Bonne fête, les pères
La fête des Pères est l’occasion de réfléchir aux relations entre parents et enfants, souvent teintées d’une certaine antipathie durant l’adolescence et les débuts de l’âge adulte. Ce phénomène, qui peut varier de léger mécontentement à un ressentiment plus marqué, est commun à de nombreuses familles.
Ce contrat d’une vie, bien que complexe, est partagé par de nombreux pères et mères.
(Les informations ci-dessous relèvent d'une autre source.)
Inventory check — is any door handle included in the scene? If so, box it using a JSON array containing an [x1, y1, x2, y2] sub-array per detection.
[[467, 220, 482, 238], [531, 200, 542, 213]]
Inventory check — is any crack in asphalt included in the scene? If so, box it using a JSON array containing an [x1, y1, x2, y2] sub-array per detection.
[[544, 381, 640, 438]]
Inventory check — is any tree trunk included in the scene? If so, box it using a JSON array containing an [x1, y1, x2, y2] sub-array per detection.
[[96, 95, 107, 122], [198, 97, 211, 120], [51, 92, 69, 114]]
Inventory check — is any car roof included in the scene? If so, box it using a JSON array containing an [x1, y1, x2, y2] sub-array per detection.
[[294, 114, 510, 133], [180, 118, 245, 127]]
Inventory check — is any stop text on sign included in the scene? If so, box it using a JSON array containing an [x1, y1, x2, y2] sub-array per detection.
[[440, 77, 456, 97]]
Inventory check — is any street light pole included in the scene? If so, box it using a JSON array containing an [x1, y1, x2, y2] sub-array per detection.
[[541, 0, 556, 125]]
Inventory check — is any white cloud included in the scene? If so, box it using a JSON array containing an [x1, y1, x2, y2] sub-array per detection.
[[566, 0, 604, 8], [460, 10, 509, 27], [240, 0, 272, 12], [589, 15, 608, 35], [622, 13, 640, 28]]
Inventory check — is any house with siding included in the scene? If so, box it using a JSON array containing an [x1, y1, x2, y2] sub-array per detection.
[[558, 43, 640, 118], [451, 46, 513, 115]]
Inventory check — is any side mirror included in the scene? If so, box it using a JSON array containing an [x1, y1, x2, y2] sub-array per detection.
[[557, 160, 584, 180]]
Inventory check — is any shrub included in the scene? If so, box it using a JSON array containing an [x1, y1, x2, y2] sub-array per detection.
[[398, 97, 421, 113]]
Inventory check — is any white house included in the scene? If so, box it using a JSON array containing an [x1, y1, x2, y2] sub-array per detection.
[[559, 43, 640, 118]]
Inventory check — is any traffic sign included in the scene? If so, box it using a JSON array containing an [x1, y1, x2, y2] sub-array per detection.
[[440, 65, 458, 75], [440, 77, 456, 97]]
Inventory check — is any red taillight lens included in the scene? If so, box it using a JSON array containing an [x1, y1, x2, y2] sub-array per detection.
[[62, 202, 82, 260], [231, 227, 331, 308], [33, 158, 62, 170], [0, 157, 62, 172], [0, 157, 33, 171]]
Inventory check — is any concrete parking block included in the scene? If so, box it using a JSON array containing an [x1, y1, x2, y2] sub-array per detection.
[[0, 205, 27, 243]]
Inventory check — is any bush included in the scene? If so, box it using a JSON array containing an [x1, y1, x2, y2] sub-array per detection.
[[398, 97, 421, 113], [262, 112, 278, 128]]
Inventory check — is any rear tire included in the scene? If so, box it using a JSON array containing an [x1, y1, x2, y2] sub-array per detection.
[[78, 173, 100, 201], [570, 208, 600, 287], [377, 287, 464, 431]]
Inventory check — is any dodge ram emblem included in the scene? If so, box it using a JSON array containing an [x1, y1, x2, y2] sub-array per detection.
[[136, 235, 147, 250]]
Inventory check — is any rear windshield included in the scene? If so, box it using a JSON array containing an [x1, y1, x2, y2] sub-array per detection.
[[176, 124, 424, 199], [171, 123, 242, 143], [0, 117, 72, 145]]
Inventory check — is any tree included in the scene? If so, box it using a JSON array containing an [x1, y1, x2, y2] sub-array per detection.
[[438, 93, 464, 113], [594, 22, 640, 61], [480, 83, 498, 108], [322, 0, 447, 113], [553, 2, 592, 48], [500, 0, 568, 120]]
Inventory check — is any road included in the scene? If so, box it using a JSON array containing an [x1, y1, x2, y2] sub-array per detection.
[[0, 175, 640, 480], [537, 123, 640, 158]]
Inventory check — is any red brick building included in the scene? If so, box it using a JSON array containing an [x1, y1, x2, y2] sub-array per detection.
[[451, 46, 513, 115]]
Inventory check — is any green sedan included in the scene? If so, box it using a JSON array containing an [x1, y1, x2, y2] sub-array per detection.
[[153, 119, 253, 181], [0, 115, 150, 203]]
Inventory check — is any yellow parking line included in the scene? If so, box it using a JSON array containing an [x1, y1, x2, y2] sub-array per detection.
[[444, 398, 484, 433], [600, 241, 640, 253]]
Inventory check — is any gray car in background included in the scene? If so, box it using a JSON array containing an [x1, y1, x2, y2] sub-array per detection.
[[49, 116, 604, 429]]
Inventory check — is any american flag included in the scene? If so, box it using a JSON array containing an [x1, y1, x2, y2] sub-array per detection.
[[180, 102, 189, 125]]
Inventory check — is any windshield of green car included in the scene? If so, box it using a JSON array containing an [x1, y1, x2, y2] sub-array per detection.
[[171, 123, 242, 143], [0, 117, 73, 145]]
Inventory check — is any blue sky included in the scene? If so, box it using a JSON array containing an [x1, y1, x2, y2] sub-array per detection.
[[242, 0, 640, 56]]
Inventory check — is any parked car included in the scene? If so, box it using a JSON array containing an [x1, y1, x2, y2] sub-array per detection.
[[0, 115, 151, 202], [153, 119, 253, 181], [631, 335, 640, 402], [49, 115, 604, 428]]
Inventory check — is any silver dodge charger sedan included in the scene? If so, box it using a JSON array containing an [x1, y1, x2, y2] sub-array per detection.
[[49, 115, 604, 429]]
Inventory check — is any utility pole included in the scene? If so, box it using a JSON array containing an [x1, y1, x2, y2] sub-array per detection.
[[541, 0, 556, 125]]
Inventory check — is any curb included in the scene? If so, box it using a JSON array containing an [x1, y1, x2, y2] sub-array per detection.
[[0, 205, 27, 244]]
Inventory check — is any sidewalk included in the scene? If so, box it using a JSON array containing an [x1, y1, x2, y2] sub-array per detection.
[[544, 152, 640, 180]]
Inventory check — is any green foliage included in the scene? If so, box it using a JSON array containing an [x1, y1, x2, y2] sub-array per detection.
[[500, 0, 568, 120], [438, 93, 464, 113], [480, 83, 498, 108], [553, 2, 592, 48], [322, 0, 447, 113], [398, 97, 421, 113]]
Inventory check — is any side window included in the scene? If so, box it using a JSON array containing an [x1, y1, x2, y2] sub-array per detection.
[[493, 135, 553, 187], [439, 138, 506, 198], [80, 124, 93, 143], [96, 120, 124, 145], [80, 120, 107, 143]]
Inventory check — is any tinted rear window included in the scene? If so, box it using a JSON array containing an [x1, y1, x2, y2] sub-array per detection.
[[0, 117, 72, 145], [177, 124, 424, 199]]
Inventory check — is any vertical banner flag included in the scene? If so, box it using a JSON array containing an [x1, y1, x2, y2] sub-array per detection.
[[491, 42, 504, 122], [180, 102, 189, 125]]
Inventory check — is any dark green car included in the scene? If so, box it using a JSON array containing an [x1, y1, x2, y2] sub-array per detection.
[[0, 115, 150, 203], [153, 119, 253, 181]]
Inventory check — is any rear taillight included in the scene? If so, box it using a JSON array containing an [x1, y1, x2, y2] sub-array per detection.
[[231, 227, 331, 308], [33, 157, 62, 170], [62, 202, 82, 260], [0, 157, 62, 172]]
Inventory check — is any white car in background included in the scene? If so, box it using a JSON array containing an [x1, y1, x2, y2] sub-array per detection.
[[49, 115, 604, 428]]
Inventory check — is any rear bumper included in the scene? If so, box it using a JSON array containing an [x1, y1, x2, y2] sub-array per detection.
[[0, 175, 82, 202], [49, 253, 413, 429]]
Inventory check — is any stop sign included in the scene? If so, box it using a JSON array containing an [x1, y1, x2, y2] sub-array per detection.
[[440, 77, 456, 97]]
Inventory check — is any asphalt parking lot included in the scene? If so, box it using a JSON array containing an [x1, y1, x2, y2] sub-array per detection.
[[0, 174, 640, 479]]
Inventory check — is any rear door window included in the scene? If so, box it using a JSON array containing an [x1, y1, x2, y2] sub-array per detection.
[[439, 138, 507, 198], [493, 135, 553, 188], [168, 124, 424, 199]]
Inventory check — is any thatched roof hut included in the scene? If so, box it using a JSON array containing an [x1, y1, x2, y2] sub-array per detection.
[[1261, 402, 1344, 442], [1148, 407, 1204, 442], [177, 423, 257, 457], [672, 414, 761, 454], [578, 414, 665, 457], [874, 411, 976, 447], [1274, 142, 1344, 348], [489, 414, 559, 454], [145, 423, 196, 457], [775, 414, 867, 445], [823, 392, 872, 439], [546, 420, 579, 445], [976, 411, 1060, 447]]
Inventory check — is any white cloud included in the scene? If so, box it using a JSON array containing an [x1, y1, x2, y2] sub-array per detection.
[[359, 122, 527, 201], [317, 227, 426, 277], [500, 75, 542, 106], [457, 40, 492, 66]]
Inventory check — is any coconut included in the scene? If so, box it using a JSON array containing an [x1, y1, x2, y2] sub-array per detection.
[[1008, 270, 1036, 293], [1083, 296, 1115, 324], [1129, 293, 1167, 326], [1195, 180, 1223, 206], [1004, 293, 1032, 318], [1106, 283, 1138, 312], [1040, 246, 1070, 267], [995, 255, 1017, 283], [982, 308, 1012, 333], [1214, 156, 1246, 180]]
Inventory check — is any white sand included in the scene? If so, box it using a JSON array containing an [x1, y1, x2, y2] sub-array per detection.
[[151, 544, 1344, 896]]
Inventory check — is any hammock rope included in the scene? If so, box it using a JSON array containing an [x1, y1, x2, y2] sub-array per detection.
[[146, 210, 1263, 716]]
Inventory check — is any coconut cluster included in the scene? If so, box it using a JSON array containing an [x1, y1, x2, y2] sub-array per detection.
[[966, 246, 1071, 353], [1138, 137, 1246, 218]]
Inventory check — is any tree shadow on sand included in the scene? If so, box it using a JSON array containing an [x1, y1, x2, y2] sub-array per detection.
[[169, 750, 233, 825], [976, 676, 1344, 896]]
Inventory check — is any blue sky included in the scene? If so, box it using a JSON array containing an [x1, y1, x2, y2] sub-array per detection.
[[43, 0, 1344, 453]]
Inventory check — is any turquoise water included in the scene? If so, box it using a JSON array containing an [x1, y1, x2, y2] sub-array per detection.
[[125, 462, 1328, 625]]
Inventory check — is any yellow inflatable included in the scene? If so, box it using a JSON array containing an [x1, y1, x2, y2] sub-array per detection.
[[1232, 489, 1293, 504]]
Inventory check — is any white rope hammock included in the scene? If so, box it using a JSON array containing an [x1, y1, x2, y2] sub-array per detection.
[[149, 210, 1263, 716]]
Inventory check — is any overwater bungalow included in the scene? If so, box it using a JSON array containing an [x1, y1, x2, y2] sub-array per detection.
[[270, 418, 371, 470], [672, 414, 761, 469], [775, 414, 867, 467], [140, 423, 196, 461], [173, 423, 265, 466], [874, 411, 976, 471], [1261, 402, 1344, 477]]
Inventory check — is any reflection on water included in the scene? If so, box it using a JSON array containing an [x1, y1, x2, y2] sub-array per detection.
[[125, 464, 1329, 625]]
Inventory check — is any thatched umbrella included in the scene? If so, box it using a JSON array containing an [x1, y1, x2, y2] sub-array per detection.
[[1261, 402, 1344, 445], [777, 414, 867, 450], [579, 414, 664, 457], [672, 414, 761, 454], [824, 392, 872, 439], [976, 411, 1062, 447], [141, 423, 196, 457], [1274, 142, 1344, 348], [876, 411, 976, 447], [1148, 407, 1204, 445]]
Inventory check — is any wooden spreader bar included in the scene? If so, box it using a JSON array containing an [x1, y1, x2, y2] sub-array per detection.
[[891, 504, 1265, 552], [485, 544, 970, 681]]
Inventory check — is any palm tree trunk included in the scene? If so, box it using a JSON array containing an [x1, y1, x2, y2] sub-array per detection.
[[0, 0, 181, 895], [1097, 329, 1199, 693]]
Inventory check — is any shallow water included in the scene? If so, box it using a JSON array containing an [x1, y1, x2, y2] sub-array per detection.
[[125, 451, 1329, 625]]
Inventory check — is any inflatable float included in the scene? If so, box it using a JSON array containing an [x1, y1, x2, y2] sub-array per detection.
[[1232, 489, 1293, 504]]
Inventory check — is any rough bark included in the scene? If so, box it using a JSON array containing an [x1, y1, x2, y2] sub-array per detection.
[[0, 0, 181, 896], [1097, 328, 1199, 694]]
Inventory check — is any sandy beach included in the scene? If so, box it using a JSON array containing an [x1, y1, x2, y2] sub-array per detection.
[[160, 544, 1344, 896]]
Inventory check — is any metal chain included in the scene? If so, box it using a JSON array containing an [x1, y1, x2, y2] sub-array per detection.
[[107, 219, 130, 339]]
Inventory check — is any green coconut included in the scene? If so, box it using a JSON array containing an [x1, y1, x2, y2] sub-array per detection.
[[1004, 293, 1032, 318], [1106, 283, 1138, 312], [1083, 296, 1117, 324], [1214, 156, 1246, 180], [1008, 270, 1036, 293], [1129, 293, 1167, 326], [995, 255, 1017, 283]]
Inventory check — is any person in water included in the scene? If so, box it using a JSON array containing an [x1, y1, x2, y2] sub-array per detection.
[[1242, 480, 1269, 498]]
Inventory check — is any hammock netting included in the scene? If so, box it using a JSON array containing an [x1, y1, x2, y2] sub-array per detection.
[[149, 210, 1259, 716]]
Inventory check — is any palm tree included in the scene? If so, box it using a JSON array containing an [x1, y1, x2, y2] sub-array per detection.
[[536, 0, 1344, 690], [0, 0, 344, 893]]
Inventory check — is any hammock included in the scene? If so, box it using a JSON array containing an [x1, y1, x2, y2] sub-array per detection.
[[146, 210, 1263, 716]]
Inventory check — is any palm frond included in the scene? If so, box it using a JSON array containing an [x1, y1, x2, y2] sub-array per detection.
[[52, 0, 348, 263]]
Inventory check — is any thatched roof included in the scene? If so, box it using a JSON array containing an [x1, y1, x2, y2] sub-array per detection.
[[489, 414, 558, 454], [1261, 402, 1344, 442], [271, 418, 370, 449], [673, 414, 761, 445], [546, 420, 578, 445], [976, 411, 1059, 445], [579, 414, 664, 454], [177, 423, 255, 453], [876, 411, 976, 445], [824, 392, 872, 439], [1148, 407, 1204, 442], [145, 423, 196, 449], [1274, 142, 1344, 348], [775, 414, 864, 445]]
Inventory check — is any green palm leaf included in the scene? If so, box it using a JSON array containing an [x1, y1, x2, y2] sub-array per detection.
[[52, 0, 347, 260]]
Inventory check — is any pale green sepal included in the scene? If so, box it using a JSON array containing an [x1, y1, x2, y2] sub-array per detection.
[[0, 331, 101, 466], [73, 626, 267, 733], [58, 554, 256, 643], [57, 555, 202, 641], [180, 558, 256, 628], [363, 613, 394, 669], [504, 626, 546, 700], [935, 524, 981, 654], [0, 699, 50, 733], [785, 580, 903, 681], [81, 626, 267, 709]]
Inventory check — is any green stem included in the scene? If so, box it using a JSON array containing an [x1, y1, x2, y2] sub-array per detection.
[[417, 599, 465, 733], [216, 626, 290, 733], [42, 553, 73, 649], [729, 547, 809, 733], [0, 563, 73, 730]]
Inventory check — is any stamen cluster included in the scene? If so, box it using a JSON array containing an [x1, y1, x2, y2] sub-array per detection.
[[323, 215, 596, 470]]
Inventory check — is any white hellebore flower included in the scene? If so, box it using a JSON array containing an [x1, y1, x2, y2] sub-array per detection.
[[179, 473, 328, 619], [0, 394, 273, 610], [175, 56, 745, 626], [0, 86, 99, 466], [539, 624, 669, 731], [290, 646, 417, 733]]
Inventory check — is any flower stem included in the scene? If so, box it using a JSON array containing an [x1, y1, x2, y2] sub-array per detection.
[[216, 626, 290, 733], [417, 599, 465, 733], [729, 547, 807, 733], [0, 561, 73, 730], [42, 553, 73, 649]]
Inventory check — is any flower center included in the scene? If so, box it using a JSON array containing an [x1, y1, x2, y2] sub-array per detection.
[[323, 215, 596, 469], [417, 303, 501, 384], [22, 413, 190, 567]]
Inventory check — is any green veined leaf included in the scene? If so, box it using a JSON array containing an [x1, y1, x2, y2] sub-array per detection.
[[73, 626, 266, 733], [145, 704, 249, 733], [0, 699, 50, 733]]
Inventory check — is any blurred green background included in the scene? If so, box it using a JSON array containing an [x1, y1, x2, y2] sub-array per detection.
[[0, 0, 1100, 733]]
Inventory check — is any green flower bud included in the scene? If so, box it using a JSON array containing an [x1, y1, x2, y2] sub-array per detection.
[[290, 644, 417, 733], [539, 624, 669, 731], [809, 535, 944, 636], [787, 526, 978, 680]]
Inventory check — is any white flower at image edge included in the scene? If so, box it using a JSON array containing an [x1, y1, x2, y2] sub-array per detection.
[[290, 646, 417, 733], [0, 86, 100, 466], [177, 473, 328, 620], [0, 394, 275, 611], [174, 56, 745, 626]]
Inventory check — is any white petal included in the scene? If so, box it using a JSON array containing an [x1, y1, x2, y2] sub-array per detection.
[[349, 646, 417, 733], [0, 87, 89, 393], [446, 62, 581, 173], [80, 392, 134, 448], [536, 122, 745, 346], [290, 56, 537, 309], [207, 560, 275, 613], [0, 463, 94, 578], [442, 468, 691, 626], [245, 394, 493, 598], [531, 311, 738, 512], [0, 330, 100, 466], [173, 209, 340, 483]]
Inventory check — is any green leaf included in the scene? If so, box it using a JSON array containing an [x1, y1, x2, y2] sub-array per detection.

À l’occasion de cette fête, nombreux sont ceux qui se remémorent leurs propres pères. Par exemple, un père est décédé à 53 ans en 2000, laissant des relations non résolues avec ses enfants. Ce type de situation est courant, car les malentendus et les bless peuvent persister même après la mort d’un parent.
Devenir parent soi-même peut changer la perception que l’on a de ses propres parents. L’arrivée d’un enfant peut adoucir les souvenirs et aider à comprendre les défis que rencontrent les pères. En effet, 70% des parents estiment que leur rôle a évolué au fil du temps, notamment en matière d’affection et d’expression.
Les pères d’aujourd’hui manifestent souvent leur amour de manière plus ouverte, un changement notable par rapport aux générations précédentes. Par exemple, un père qui appelle son fils « mon amour » illustre cette évolution des normes sociales, bien différente des pratiques des années 1970.
La fête des Pères invite ainsi à une introspection sur l’amour et les sacrifices faits par nos parents. Ce jour rappelle que, malgré les imperfections, l’amour parental demeure un élément fondamental dans la vie des enfants.
Bonne fête des Pères à tous ceux qui s’efforcent chaque jour d’être de meilleurs parents.